Oceń
We wtorek premier Mateusz Morawiecki przekazał informację, która mogła rozzłościć wielu Polaków. Rząd nakazuje odwołanie wszystkich imprez masowych w kraju. Kibice nie wezmą udziału w meczach, fani w koncertach, a wierni we mszach świętych?
Koronawirus roznosi się po świecie. We wtorek wczesnym popołudniem wiadomo było już o 20 osobach zarażonych w Polsce. Ministerstwo Zdrowia i sanepid twierdzą przy tym, że to dopiero początek.
Aby zapobiec epidemii, rząd PiS postanowił podjąć naprawdę drastyczne kroki. Z dnia na dzień poinformowali o odwołaniu wszystkich imprez masowych w kraju.
Obserwując wszystko wokół i czytając zalecenia Światowej Organizacji Zdrowia, a także w dyskusjach z wieloma naszymi partnerami, premierami, prezydentami innych państw podejmujemy decyzje, które mają na celu zapobieganiu rozprzestrzeniania się koronawirusa. Ograniczanie jego skutków społecznych, ograniczanie jego skutków przede wszystkim dla zdrowia publicznego
- uzasadnił premier Mateusz Morawiecki.
Impreza masowa - co to?
Co dokładnie oznacza zakaz imprez masowych? Jakie wydarzenia się nie odbędą? O tym mówi ustawa o bezpieczeństwie imprez masowych. Zgodnie z prawem i wtorkowym zarządzeniem, odwołane zostaną między innymi duże koncerty, festiwale, imprezy, targi, mecze:
- na stadionach i "innych obiektach otwartych", gdzie liczba miejsc jest większa niż 1000,
- w halach i budynkach, gdzie liczba miejsc jest nie mniejsza niż 500, a dla imprez sportowych - 300.

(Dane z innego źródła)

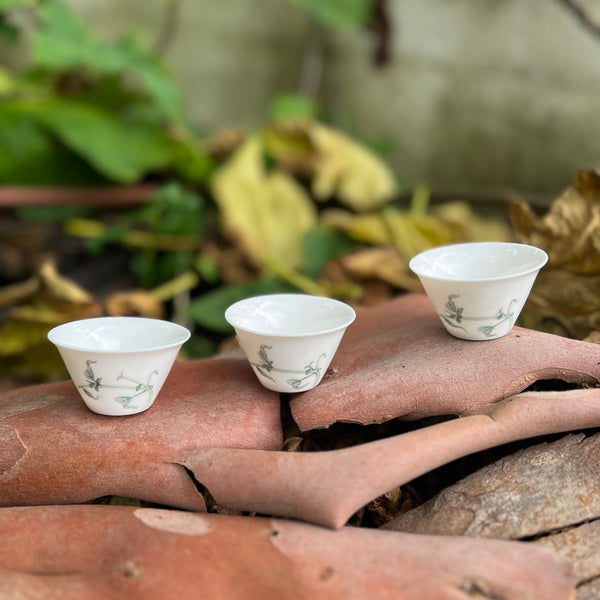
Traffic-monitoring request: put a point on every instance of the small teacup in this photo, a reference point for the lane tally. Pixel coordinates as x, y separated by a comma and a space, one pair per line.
118, 364
479, 288
289, 339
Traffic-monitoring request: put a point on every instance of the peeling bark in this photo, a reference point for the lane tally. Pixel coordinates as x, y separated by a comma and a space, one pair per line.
53, 450
98, 552
397, 360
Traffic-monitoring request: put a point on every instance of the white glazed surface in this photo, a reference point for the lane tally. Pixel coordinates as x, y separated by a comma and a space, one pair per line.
479, 289
289, 339
118, 364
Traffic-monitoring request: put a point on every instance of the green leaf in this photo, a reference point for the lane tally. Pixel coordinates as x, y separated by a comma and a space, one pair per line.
337, 13
122, 151
209, 309
321, 245
292, 106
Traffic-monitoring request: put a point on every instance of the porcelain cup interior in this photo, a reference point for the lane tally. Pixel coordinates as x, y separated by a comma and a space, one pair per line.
118, 364
289, 339
478, 289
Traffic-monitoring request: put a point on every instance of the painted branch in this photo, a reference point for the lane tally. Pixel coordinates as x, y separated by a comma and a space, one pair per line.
98, 552
397, 360
328, 487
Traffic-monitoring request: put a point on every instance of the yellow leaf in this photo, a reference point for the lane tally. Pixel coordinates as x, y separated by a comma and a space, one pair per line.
337, 165
565, 298
264, 213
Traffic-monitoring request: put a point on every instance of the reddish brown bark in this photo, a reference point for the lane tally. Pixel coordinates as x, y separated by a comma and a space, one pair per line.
397, 360
328, 487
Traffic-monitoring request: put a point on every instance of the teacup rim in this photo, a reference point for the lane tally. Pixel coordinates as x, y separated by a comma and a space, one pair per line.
542, 253
275, 334
184, 336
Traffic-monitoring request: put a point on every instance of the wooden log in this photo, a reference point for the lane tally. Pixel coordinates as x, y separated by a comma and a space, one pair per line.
328, 487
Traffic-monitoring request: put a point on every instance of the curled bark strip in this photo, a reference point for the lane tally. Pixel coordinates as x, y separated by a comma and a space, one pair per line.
397, 360
117, 552
328, 487
54, 450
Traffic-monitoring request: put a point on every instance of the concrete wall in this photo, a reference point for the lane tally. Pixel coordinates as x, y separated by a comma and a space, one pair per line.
479, 94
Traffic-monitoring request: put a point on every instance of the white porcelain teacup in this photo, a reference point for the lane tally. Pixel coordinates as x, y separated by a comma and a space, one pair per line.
289, 339
479, 288
118, 364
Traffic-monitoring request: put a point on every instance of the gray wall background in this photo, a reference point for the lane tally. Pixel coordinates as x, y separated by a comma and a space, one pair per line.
478, 95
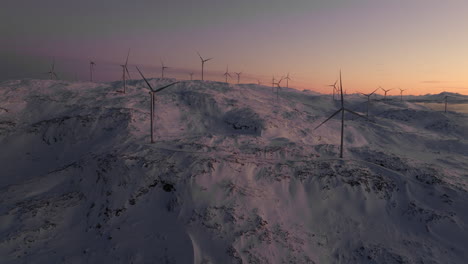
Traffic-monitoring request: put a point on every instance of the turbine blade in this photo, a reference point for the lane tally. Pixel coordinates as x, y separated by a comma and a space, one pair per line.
334, 114
354, 113
149, 85
164, 87
128, 73
341, 88
128, 54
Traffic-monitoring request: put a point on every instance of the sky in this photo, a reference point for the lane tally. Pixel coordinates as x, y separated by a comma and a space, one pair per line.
419, 45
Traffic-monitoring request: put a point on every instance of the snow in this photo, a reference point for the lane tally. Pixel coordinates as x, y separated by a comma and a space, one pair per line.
235, 176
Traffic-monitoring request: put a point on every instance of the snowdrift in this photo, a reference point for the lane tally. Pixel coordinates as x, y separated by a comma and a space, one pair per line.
235, 176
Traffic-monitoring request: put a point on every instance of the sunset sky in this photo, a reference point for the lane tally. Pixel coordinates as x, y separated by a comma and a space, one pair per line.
420, 45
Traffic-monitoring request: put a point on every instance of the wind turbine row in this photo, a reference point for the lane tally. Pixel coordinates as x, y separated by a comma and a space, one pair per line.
342, 110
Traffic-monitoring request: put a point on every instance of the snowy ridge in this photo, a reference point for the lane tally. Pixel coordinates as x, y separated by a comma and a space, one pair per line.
236, 176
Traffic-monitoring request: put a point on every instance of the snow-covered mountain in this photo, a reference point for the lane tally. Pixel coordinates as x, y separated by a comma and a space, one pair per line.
235, 176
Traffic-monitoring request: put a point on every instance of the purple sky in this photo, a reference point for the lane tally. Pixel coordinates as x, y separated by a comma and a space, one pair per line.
415, 44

Jeśli posiadamy więc bilety na mecze, festiwale czy koncerty, wypatrujmy informacji od organizatorów, czy te zostaną odwołane i co z możliwością odzyskania pieniędzy za wejściówki. UWAGA! Prawo jest po naszej stronie - w przypadku odwołania imprezy nie z naszej winy, organizator zobowiązany jest do zwrotu kosztów biletu!